The following are the variables columns:
- Date of Interview refers to the day the candidates were scheduled for the interview. The formats vary.
- Client that gave the recruitment vendor the requisite mandate
- Industry refers to the sector the client belongs to (Candidates can job hunt in vrious industries.)
- Location refers to the current location of the candidate.
- Position to be closed: Niche refers to rare skill sets, while routine refers to more common skill sets.
- Nature of Skillset refers to the skill the client has and specifies the same.
- Interview Type: There are three interview types:
1. Walk in drives - These are unscheduled. Candidates are either contacted or they come to the interview on their own volition,
2. Scheduled - Here the candidates profiles are screened by the client and subsequent to this, the vendor fixes an appointment between the client and the candidate.
3. The third one is a scheduled walkin. Here the number of candidates is larger and the candidates are informed beforehand of a tentative date to ascertain their availability. The profiles are screened as in a scheduled interview. In a sense it bears features of both a walk-in and a scheduled interview.
- Name( Cand ID) This is a substitute to keep the candidates identity a secret
- Gender
- Candidate Current Location
- Candidate Job Location
- Interview Venue
- Candidate Native location
- Have you obtained the necessary permission to start at the required time?
- I hope there will be no unscheduled meetings.
- Can I call you three hours before the interview and follow up on your attendance for the interview?
- Can I have an alternative telephone number? I assure you that I will not trouble you too much.
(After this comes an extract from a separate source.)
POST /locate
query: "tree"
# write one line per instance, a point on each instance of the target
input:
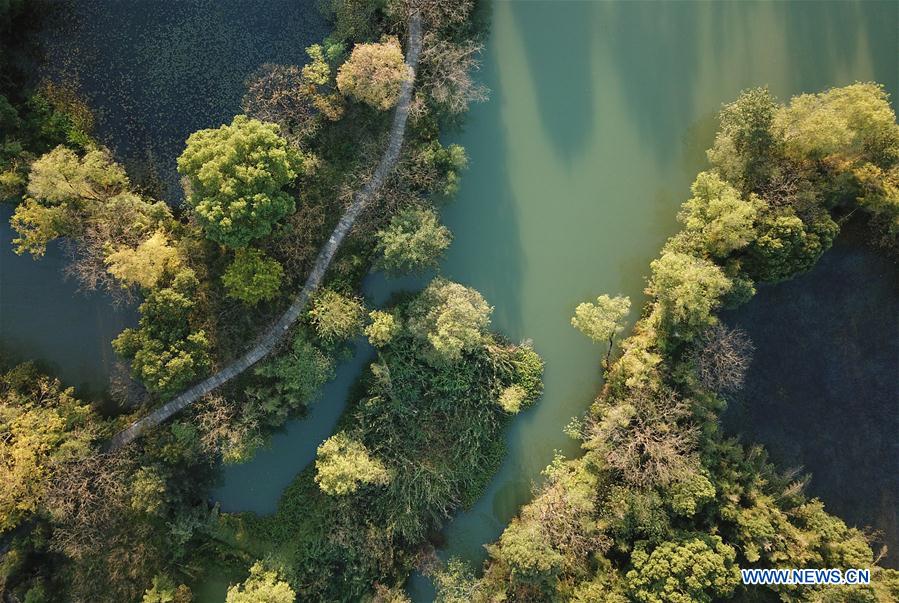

- Have you taken a printout of your updated resume? Have you read the JD and understood it?
- Are you clear with the venue details and the landmark?
- Has the call letter been shared
- Expected Attendance: Whether the candidate was expected to attend the interview. Here the alternatives are yes, no or uncertain.
- Observed Attendance: Whether the candidate attended the interview. This is binary and will form our dependent variable to be predicted.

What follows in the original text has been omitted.